Authors Wekha G , Ssewante N , Iradukunda A , Jurua M, Nalwoga S, Lanyero S, Olum R , Bongomin F 

Received 14 August 2021

Accepted for publication 21 September 2021

Published 7 October 2021 Volume 2021:13 Pages 7697—7707

DOI https://doi.org/10.2147/CMAR.S334226

Checked for plagiarism Yes

Review by Single anonymous peer review

Peer reviewer comments 3

Editor who approved publication: Professor Kattesh Katti



Godfrey Wekha,1 Nelson Ssewante,1 Angelique Iradukunda,1 Micheal Jurua,1 Shadia Nalwoga,1 Sharon Lanyero,1 Ronald Olum,1 Felix Bongomin2,3

1School of Medicine, College of Health Sciences, Makerere University, Kampala, Uganda; 2Department of Medical Microbiology and Immunology, Faculty of Medicine, Gulu University, Gulu, Uganda; 3Department of Medicine, School of Medicine, College of Health Sciences, Makerere University, Kampala, Uganda

Correspondence: Godfrey Wekha
School of Medicine, College of Health Sciences, Makerere University, Kampala, Uganda
Tel +256 787 858218
Email [email protected]

Introduction: Colorectal cancer (CRC) is the most common type of gastrointestinal malignancies and the third leading cause of cancer-related deaths for both sexes worldwide.
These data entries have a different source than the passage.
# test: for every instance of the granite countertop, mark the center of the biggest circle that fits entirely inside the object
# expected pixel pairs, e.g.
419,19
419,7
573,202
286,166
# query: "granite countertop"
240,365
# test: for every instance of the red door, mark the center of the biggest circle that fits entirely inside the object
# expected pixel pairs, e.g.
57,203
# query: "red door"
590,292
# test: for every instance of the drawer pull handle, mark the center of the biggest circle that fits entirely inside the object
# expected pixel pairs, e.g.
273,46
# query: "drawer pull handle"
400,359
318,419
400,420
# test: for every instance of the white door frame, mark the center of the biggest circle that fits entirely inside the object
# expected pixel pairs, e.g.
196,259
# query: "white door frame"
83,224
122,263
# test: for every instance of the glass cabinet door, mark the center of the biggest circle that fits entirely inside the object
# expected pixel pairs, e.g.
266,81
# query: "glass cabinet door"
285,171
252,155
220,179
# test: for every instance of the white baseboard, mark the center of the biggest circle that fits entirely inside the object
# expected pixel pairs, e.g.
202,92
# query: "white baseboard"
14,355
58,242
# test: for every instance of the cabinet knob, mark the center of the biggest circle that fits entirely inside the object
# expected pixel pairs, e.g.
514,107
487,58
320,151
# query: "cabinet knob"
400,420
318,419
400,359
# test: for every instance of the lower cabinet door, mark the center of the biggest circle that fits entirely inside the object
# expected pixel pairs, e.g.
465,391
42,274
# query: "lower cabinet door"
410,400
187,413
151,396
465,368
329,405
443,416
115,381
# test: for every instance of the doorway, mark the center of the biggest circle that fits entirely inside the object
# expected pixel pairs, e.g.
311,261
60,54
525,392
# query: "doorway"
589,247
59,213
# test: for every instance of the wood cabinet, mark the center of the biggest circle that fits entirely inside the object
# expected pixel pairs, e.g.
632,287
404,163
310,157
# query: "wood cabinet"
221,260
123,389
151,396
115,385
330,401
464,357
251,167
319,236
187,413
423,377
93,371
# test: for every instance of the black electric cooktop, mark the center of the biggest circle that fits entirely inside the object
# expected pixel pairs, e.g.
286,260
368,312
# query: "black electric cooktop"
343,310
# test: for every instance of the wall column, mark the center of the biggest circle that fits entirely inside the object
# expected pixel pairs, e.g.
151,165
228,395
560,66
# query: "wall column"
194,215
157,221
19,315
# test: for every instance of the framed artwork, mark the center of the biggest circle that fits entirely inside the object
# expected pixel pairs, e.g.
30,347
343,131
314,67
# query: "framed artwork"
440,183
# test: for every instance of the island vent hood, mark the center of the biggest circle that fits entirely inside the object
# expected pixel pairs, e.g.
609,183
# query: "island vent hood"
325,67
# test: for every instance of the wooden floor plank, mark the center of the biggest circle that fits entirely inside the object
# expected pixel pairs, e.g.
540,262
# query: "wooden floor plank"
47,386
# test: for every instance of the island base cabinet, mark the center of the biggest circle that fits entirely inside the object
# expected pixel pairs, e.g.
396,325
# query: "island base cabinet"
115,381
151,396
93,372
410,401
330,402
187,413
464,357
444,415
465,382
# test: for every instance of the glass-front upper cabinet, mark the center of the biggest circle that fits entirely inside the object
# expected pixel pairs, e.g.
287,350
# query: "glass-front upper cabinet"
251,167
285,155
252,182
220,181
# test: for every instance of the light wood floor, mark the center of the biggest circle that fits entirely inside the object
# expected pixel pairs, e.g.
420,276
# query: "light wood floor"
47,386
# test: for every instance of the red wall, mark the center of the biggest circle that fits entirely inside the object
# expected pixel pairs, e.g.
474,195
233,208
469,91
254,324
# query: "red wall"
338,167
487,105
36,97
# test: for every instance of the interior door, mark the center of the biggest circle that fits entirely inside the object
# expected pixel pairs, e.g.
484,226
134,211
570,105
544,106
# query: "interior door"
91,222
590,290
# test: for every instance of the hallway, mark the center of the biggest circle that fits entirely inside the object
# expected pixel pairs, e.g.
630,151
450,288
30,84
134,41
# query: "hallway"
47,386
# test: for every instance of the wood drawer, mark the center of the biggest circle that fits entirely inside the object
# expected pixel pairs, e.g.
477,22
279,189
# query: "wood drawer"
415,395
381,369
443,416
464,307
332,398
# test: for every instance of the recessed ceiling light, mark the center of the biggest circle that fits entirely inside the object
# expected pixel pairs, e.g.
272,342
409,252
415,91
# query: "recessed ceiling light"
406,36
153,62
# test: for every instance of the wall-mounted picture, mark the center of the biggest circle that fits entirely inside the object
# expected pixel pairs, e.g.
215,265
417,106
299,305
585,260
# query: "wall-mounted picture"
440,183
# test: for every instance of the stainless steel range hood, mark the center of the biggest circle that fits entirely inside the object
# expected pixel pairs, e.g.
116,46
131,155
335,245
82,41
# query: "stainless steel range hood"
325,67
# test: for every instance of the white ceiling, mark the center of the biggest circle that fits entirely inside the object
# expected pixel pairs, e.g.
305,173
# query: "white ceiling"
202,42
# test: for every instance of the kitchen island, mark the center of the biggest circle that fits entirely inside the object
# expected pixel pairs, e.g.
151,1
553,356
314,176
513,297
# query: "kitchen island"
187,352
Although the burden of CRC is highest in developed countries, reports are indicating a rise in the incidence of early-onset CRC in developing countries. In this study, we aimed to determine the prevalence of CRC among patients hospitalized with lower gastrointestinal complaints at a tertiary health facility in Uganda.
Methods: We conducted a 10-year retrospective chart review of patients admitted to Mulago National Referral Hospital in Kampala, Uganda, between 1st January 2010 and 31st December 2020. We reviewed all charts of patients admitted to the lower gastrointestinal tract (GIT) ward. Charts with grossly missing data, pediatric patients, and those from other non-lower GIT specialties were excluded.
Results: Data of 1476 unique eligible patients were analyzed. Of these,138 had a diagnosis of CRC (prevalence: 9.3%, 95% confidence interval (95% CI): 6.5– 11.7%). Among patients with CRC, the female:male ratio was 1:1. The most common site for CRC was the rectum (59.8%, n= 79). For the 138 participants with CRC, 44 had staging data with 72.8% (n=32) having advanced disease, that is, stage 3 or 4. Factors independently associated with CRC were age ≥ 50 years (adjusted odds ratio (aOR): 4.3, 95% CI: 2.6– 7.1, p < 0.001), female sex (aOR: 1.8, 95% CI: 1.2 − 2.8, p = 0.005), being widowed (aOR: 2.5, 95% CI: 1.3– 5.0, p = 0.006), and presence of any risk factor for CRC (aOR: 5.3, 95% CI: 2.9– 9.9, p < 0.001).
Conclusion: CRC is relatively common among patients hospitalized with lower GIT complaints, particularly among women and those with known risk factors for CRC. Awareness creation and screening programs should be instituted to allow early diagnosis of CRC in our setting.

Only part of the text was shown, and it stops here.